Modeling and Management of Big Data in Databases

The main real-world datasets used in the studies analyzed for this paper were sensor data, image metadata, website publications, and electronic documents. Most of the studies analyzed did not document the specific languages they used to model their data or the tool they used. But due to the need to analyze large volumes of data with various structures, which arrive in high frequency, database research became more focused on NoSQL than relational databases. Why might a NoSQL vs. Relational approach be best for database management, according to growing trends captured in this review of research?

1. Introduction

1.1. Big Data Concepts

In this part, we describe the main concepts related to Big Data, in order to provide a general overview for the reader and a background of the terms discussed later.

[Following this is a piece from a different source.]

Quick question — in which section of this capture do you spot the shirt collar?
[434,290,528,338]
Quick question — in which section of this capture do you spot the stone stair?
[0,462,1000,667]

1.1.1. A Brief History of Big Data

The production and processing of large volumes of data began to be of interest to researchers many years ago. By 1944, estimations for the size of libraries, which increased rapidly every year, were made in American universities. In 1997, at the Institute of Electrical and Electronics Engineers (IEEE) Conference on Visualization, the term "Big Data" was used for the first time during the presentation of a study about large datasets' visualization.

Big Data is the buzzword of recent years, that is, a fashionable expression in information systems. The general population relates the term Big Data to its literal meaning of large volumes of data. However, Big Data is a generic term used to refer to large and complex datasets that arise from the combination of famous Big Data V's that characterize it.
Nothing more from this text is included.